Figure 5 shows an alternate configuration of finger locating structure 130 where the ridge 132 is generally transversely linear without a center recess. Side-to-side and anti-tilting positioning are provided by a pair of upright longitudinally extending side rails 144. This alternate configuration is somewhat simpler and less costly than the configuration of Figures 1-4 but it tends not do provide as good or consistent results.
Figures 6 and 7 illustrates a finger mask unit 210 that is also presently preferred. Finger mask unit 210 is not self-contained but is designed for integration into another piece of external OEM equipment or apparatus such as a time clock. This illustrated finger mask unit 210 includes a container section 212. Container section 212 holds a mezzanine board 22 on which is mounted an advanced silicon capacitance-based sensor
220. The illustrated finger mask unit 210 includes a side section or flange 218 at either side of the container section 212 for mounting the finger mask unit to the case 219 of the OEM equipment by suitable means such as screws (not shown). The container section 212 has an upper wall 214 that provides finger locating or positioning means 230. The illustrated locating means 230 includes a transverse ridge 232 with an arcuate central recess 234 for locating and maintaining the finger position, particularly longitudinally.
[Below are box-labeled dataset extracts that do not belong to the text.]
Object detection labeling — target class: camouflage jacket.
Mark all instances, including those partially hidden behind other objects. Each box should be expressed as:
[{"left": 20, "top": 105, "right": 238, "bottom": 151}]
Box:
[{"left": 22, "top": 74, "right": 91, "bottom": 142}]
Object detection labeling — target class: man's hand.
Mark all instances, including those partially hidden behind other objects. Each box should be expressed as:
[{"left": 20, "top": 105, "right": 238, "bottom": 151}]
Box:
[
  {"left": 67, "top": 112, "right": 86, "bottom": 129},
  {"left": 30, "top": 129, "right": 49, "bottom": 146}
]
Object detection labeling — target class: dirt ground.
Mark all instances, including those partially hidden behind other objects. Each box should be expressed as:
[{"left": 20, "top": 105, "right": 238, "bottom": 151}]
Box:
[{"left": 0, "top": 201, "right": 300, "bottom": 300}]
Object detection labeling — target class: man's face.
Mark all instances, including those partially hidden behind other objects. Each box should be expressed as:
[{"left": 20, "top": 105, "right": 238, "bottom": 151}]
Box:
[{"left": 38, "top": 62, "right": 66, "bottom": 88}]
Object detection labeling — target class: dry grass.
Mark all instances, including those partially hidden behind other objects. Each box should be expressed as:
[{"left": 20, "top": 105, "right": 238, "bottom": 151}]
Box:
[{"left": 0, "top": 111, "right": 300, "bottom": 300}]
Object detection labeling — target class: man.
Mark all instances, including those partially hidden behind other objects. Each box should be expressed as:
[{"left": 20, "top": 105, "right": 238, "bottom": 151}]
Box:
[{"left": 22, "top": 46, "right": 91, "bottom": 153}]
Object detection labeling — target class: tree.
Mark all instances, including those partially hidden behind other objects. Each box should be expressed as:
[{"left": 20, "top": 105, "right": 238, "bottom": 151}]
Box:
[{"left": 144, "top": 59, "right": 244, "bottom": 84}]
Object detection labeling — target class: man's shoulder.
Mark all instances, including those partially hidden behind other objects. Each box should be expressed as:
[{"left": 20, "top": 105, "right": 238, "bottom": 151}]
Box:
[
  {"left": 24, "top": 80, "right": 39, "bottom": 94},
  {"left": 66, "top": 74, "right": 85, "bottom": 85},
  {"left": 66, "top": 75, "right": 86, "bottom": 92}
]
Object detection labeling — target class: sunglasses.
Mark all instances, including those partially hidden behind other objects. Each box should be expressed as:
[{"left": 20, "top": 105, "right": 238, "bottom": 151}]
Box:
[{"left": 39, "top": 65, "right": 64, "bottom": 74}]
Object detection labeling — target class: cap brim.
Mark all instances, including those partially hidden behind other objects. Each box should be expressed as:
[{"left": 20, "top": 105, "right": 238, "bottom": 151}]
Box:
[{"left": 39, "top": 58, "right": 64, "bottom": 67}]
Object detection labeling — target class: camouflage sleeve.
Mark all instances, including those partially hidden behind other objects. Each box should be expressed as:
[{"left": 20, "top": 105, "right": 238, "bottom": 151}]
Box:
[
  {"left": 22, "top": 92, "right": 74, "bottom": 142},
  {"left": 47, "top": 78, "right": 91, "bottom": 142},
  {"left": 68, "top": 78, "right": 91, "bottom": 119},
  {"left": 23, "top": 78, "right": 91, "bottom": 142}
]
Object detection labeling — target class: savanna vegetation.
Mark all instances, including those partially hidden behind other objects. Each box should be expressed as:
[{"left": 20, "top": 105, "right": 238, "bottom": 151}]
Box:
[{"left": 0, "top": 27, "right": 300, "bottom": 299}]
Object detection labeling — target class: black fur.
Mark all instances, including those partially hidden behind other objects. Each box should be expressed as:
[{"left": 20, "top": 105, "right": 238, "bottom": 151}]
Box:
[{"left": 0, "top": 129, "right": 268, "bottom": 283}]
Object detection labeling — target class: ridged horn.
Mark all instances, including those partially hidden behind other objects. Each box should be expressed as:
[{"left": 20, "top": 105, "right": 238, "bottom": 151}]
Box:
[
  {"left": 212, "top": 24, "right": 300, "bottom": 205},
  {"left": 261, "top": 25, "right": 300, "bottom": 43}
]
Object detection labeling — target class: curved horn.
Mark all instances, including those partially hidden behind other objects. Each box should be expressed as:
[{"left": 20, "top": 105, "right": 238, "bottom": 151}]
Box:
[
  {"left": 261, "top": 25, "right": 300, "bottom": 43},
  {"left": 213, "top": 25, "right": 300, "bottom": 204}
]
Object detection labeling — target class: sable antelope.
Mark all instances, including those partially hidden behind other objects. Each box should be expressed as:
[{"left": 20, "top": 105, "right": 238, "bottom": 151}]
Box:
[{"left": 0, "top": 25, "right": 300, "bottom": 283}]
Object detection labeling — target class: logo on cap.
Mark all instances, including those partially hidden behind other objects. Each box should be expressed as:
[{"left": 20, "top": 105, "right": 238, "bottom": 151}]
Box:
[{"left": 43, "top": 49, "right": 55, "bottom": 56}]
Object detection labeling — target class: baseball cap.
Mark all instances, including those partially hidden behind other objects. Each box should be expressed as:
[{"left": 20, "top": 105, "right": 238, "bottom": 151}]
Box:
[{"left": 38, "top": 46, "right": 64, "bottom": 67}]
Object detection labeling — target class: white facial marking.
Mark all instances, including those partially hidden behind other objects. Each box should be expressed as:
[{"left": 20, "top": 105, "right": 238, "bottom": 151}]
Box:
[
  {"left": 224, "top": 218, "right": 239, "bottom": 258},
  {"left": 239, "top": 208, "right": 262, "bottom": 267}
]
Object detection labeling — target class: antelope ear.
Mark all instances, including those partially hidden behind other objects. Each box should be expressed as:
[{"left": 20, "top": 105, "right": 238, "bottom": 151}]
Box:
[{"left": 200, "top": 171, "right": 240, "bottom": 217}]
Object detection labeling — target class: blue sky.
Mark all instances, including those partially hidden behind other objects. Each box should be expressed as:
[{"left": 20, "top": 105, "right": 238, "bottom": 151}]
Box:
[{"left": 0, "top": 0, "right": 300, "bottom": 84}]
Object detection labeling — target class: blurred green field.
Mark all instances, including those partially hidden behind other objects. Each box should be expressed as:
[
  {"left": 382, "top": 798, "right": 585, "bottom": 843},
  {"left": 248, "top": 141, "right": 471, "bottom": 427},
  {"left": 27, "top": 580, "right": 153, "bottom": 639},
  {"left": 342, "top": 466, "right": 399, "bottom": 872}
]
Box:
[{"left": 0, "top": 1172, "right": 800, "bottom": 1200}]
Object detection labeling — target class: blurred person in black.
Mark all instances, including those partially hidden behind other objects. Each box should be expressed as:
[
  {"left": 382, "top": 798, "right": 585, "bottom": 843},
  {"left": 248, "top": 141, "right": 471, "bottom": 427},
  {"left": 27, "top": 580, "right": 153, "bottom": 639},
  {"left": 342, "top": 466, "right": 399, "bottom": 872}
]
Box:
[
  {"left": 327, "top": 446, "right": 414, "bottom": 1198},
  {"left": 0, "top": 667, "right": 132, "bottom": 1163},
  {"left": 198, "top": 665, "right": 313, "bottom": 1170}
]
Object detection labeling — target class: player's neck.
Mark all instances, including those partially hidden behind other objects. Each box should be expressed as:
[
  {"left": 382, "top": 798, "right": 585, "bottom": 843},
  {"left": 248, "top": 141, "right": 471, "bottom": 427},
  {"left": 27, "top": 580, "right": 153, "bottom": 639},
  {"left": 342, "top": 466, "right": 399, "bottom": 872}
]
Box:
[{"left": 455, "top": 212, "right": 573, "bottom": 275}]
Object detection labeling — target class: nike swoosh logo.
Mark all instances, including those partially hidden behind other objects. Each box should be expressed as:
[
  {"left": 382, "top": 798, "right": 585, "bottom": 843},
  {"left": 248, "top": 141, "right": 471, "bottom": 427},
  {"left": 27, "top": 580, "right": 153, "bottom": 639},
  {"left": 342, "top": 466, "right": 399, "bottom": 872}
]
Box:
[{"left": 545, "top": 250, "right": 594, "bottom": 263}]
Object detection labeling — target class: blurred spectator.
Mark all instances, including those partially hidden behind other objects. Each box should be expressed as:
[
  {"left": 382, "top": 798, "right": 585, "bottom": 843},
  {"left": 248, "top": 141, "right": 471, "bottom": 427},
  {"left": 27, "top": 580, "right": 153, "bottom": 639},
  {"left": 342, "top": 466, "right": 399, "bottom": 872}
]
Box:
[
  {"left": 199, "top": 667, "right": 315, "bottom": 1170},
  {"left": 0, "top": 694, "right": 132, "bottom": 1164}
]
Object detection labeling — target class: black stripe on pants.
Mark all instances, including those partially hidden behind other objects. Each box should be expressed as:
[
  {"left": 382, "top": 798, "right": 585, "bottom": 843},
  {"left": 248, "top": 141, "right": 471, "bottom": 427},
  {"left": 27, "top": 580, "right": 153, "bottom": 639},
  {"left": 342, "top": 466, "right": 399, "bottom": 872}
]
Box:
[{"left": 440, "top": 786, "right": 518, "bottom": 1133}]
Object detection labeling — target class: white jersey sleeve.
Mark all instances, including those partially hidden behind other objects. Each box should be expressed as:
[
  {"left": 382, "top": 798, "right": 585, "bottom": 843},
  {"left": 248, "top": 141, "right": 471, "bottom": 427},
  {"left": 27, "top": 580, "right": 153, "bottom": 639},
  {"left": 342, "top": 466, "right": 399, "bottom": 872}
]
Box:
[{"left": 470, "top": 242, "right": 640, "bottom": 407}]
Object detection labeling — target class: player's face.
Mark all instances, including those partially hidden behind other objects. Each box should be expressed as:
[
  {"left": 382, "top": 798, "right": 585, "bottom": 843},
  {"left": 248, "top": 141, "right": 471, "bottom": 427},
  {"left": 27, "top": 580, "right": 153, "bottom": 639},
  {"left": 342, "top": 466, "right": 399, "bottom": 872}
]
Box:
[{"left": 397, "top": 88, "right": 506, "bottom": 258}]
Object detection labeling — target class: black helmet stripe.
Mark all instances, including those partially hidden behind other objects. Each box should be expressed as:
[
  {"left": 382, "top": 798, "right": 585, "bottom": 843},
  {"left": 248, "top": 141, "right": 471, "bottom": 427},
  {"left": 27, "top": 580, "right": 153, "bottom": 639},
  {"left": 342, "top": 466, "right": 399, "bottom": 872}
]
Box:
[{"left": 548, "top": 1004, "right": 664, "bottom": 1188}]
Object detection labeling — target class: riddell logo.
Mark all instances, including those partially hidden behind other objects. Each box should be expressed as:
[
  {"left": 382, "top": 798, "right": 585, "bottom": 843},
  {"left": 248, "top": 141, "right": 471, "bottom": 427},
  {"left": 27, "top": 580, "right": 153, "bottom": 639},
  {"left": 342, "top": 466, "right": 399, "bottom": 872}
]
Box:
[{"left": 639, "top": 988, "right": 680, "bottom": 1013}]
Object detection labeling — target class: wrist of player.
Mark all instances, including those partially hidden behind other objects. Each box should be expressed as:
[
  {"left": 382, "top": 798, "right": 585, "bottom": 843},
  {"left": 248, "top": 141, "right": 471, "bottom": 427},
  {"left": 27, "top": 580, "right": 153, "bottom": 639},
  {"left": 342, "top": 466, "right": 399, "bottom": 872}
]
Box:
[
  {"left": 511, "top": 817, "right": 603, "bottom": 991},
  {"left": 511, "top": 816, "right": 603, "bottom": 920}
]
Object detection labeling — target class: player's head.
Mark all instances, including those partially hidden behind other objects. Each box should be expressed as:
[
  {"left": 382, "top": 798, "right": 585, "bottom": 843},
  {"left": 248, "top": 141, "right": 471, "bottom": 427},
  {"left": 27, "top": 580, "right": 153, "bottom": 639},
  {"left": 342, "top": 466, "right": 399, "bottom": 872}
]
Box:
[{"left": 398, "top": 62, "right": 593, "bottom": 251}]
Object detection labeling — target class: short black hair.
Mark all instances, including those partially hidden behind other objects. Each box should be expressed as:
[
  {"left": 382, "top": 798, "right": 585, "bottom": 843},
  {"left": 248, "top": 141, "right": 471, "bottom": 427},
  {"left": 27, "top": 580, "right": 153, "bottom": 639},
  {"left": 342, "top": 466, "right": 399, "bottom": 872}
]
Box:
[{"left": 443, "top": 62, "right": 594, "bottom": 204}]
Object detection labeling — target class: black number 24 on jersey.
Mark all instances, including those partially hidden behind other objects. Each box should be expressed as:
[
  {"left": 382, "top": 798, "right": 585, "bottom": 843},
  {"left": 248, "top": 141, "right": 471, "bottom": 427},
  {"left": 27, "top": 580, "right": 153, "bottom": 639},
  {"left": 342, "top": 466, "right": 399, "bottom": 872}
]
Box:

The locating means 230 also includes a longitudinal finger receiving channel 236 with a finger-tip receiving forward end 242.
This finger mask unit 210 may interface with the time-keeping machine that stores the fingeφrint data templates, does the comparisons, and provides the verification output to control the machine. The finger mask unit 210 would simply do the sensing and provide the sensed data as to be fingeφrint to the time-keeping machine.
Various other modifications and changes may be made to the illustrated structure without departing from the spirit and scope of the present invention as set forth in the claims.